If Prospect is defaulting (or likely to default) on its payment obligations on the Karlsson Note, Investors have the option to purchase Prospect common stock at the lower of the conversion price of the Notes or the then-applicable market price (calculated on a 10 day VWAP average) in an aggregate amount sufficient to (at Investors’ option) either (x) pay off the Karlsson Note in full or (y) pay off such lesser amount as would be necessary to avoid or cure the default or anticipated default. Investors may also elect to purchase notes (with a one-year maturity and on other terms specified in the SPA) in lieu of common stock.

 

 

 

Standstill

 

Investors may not purchase or acquire any outstanding equity of Prospect for a period of one year from Closing without Prospect’s consent.

 

 

 

Registration Rights

 

Investors will have demand and piggy-back registration rights for the common stock receivable upon conversion of the Notes (or otherwise held by the Investors).

 

 

 

Fees and Expenses

 

Investors will receive a funding fee of 2% and a reimbursement of expenses from the Company.

 

 

 

Shareholder Approval

 

Transaction is subject to Prospect shareholder approval.
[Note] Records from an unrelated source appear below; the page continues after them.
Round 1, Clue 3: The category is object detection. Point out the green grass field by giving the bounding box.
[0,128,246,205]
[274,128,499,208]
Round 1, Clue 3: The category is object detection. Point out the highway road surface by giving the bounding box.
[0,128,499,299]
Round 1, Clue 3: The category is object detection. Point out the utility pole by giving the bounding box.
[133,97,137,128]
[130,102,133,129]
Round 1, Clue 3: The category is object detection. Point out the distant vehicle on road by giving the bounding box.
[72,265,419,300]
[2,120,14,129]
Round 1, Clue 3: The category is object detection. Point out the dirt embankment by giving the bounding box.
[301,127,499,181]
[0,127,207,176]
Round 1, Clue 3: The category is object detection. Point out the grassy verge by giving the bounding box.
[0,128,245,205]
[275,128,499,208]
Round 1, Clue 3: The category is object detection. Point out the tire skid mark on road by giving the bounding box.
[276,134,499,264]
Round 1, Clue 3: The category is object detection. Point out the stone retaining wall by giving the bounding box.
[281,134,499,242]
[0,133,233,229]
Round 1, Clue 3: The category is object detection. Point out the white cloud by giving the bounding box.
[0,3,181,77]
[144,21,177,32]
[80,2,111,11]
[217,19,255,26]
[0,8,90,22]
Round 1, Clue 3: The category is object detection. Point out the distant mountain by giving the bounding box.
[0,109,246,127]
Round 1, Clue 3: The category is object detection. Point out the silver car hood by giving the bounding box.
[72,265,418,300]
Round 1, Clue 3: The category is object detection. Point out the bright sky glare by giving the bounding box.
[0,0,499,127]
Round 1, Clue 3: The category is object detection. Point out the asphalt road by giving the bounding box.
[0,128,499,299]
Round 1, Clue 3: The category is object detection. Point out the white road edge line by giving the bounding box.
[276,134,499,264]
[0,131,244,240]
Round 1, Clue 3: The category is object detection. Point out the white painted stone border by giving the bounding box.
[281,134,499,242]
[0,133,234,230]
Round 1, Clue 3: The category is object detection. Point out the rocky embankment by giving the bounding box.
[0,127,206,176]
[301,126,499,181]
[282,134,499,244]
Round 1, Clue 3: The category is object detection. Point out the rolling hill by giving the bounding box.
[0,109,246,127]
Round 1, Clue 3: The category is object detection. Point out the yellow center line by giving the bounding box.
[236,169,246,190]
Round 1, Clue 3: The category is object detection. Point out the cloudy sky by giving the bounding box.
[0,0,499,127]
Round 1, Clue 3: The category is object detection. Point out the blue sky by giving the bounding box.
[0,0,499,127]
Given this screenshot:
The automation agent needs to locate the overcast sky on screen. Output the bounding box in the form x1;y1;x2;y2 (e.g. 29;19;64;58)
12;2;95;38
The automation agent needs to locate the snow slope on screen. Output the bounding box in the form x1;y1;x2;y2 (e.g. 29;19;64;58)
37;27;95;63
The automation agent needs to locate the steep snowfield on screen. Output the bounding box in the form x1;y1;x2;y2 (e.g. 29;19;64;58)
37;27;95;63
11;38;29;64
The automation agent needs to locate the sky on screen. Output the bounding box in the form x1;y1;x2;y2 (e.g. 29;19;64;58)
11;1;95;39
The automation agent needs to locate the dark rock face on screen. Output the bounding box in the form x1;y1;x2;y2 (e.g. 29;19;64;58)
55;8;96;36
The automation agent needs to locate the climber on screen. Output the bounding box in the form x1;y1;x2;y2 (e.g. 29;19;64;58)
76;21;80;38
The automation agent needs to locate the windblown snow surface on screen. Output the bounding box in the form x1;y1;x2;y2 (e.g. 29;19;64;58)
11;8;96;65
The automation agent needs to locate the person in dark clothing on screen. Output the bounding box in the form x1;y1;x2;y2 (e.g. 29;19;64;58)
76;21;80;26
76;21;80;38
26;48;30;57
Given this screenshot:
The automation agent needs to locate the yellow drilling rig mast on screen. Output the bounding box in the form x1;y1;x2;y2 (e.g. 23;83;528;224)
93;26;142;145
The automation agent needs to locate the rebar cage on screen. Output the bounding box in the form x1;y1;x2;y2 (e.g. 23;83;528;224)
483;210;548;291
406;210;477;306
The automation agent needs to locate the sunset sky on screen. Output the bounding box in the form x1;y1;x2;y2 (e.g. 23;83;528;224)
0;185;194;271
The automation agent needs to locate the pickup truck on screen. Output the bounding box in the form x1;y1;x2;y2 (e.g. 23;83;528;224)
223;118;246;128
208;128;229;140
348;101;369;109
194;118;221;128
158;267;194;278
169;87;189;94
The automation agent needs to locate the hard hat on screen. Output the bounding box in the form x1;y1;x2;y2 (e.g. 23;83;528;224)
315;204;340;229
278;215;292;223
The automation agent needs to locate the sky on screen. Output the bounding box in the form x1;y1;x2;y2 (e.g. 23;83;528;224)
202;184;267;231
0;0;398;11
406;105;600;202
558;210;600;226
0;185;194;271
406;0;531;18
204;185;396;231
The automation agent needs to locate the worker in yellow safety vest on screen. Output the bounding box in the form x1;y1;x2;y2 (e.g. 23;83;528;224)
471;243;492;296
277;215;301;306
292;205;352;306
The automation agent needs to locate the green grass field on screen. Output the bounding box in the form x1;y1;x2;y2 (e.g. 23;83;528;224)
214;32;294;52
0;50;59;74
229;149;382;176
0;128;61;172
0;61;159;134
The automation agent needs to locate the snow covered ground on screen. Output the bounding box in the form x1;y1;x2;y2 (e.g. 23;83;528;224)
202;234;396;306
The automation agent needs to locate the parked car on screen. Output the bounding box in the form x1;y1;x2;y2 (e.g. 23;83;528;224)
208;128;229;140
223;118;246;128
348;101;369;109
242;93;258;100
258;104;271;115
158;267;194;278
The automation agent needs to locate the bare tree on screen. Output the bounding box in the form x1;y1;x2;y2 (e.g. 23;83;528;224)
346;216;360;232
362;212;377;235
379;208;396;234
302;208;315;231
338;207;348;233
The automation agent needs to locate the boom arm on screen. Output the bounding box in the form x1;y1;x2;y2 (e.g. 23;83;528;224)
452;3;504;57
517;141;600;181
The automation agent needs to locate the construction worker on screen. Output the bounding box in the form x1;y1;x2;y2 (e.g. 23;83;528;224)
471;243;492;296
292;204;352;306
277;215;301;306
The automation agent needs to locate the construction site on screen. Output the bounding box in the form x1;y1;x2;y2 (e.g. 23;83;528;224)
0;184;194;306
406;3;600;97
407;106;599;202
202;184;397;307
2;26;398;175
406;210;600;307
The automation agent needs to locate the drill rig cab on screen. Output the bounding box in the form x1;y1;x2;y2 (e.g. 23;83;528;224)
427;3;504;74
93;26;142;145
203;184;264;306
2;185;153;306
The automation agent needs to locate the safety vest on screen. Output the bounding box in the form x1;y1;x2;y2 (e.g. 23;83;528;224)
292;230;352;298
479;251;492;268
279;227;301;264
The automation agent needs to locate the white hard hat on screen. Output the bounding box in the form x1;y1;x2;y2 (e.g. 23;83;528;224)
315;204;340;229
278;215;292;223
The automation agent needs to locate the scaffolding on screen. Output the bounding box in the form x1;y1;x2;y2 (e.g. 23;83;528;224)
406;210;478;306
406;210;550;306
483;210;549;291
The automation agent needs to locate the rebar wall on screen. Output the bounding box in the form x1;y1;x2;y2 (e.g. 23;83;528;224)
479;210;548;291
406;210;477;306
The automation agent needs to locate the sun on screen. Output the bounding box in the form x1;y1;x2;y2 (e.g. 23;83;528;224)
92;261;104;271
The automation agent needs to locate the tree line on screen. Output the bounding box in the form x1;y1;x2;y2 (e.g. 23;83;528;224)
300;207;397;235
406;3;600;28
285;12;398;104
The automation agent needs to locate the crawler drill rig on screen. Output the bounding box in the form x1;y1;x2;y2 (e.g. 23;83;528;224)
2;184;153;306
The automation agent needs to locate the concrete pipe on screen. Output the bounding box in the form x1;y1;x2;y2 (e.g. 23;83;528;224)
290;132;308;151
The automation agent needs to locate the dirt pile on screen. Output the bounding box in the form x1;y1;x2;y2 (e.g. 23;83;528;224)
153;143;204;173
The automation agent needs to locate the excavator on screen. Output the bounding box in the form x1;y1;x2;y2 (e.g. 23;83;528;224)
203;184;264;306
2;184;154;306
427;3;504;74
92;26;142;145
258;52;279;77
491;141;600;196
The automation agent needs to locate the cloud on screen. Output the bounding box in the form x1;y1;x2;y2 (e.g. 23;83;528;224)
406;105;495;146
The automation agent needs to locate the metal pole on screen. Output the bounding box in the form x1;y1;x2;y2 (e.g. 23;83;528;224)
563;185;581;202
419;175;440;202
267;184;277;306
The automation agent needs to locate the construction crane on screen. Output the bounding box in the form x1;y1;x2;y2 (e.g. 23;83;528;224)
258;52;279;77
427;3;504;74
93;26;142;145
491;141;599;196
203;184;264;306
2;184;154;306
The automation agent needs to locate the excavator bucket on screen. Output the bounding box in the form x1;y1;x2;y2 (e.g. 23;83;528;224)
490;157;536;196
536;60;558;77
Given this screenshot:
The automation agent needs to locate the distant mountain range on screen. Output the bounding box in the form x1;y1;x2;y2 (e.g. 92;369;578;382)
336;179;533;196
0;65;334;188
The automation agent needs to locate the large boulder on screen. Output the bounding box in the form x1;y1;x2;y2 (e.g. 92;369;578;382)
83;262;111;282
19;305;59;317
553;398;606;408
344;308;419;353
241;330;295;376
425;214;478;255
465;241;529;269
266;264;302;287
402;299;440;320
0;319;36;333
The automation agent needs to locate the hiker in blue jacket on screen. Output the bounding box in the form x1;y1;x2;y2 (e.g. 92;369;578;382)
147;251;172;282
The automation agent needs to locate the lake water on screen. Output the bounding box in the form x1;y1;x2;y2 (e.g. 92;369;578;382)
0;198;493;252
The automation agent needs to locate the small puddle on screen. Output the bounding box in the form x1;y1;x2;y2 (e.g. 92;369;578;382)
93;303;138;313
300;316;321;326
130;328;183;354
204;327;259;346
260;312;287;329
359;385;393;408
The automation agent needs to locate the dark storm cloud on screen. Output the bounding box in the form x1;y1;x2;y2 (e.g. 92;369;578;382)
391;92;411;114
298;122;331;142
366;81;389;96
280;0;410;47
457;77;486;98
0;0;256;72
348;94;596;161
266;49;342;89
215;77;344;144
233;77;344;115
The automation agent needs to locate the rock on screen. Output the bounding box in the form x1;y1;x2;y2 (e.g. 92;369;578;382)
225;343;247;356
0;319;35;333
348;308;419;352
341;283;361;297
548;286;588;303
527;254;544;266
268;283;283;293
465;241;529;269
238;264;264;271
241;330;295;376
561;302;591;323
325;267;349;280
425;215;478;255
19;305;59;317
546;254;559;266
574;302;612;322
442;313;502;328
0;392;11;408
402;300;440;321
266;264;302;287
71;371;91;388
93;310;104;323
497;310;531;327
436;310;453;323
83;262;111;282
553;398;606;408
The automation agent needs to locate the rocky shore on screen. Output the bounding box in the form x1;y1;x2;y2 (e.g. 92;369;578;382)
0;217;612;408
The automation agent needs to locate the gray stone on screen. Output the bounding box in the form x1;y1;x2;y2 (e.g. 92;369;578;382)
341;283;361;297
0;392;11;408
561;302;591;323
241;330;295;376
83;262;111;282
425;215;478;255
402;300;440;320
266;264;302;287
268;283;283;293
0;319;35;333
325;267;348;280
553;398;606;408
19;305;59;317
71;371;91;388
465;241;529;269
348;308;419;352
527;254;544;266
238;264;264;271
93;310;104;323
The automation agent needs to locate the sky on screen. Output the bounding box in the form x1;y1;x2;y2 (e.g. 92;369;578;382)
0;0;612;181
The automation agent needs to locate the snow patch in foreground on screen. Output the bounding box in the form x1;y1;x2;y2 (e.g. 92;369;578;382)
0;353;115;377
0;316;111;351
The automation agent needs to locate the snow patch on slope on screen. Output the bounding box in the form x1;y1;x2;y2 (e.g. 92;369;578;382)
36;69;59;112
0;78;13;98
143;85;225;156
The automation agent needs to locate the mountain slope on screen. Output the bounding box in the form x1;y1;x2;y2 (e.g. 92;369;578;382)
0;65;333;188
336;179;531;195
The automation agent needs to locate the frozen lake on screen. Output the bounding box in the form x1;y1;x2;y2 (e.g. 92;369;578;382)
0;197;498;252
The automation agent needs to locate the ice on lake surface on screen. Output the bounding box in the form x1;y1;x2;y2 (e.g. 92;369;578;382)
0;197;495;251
Certain shareholders of Prospect will be asked to enter into support agreements in support of the transaction.

 

If the deal is terminated for a failure to receive shareholder approval or a breach by Prospect, Investors will receive a $5 million termination fee plus reimbursement for expenses.

 

 

 

Closing Conditions

 

Transaction will be subject to (in addition to customary closing conditions contained in the SPA):

 

·              Receipt of the DFS for the Holbrook project which satisfies certain minimum conditions;

 

·              Selection of EPC or EPCM firm(s) reasonably acceptable to Investors;

 

·              No indication that there will be any delay in obtaining necessary permits in a timely fashion (generally no later than August 31, 2013);

 

·              The hiring of a Project Manager reasonably acceptable to Investors; and

 

·              Receipt by Investors of updated reports from their commercial and technical advisors which verify in all material respects the conclusions of the DFS and otherwise generally support the continued commercial and technical viability of the Holbrook project, and the market opportunity for it.